Julie Loeb, running her third Boston Marathon, is one of those young female athletes who has never experienced that pre-Title IX world.

"It’s hard to think of now, because you see just as many women running marathons as you do men," Loeb said. "I never really thought about there being a time when I wouldn’t be allowed to run this."

It’s a time her father - Vernon Loeb - who’s running with her today, lived through. He says that the change in attitudes toward female athletes that he's witnessed has been not just a victory for women, but a victory for everyone.

"To see over the past 50 years women’s athletics come of age, not only running, but women’s basketball, women’s soccer, is one of the great, great evolutions of our time," he said.

An evolution pushed 26.2 miles forward here by Bobbi Gibb, who 50 years on is still inspiring runners. Just ask Minnesota’s Tracy Sik.

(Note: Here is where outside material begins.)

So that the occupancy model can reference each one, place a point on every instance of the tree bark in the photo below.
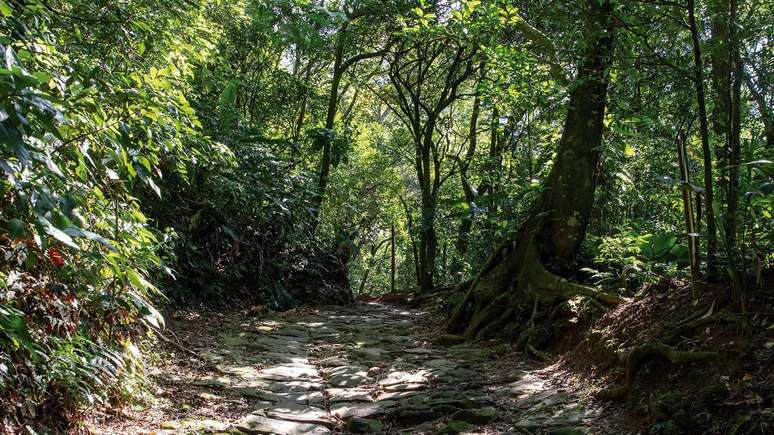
(514, 279)
(466, 225)
(698, 81)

"Well she showed them didn’t she," Sik said. "We can do it!"

At the finish line, Mary Junk of Wisconsin says she was thinking about Bobbi Gibb as she ran.

“She set a standard for all of us to beat," Junk said. "But of course I couldn’t get close to that,” she added with a laugh.

This is Junk’s second Boston Marathon. She finished her first about 10 minutes before bombs went off near the finish line in 2013. But she says she wasn’t thinking about that this time.

“I feel safe here," she said. "I think they do a good job of organizing here, and I think that it’s a wonderful race.”

Dave Fortier was just about to finish when the 2013 bombing happened, and he still suffers from tinnitus as a result of the blast. He ran this year with a baton in his hand – and he gave it to another bombing survivor at the finish line.

“We started in Hopkinton and we’re going to finish in San Francisco in about 100 days.”

They’re calling it the One World Strong Trek and they’re doing it to thank people across the country for the support they showed Boston after the bombing. Two runners are doing the whole thing, and Fortier said he’ll run some legs of the epic relay.

“We’re looking forward to meeting people and saying hello and saying thank you.”

Fans lined the entire marathon route, cheering as 30,000 runners went by. As he waited for his son to finish, Ron Arpin had tears coming down his cheeks as he said how proud he was of him.

“People say 'why do you do that?' You have to know yourself. You have to learn a lot about yourself. You don’t race against other people. You’re racing within yourself.”

Volunteers lined up to hang medals around the necks of exhausted and exhilarated finishers. Runner Jocelyn Thibeault got her medal from a lifelong friend named Colleen.

“I work here every year, she runs it every year," Colleen said. "We’re quite a team.

"I was so excited to see you," Thibeault told her.

It was a warm one, and there was a lot of relief on the faces of the finishers. A volunteer called out to them as they crossed the line.

“Welcome back to Boston, 26.2 miles, how do you feel?” she asked, getting cheers in response.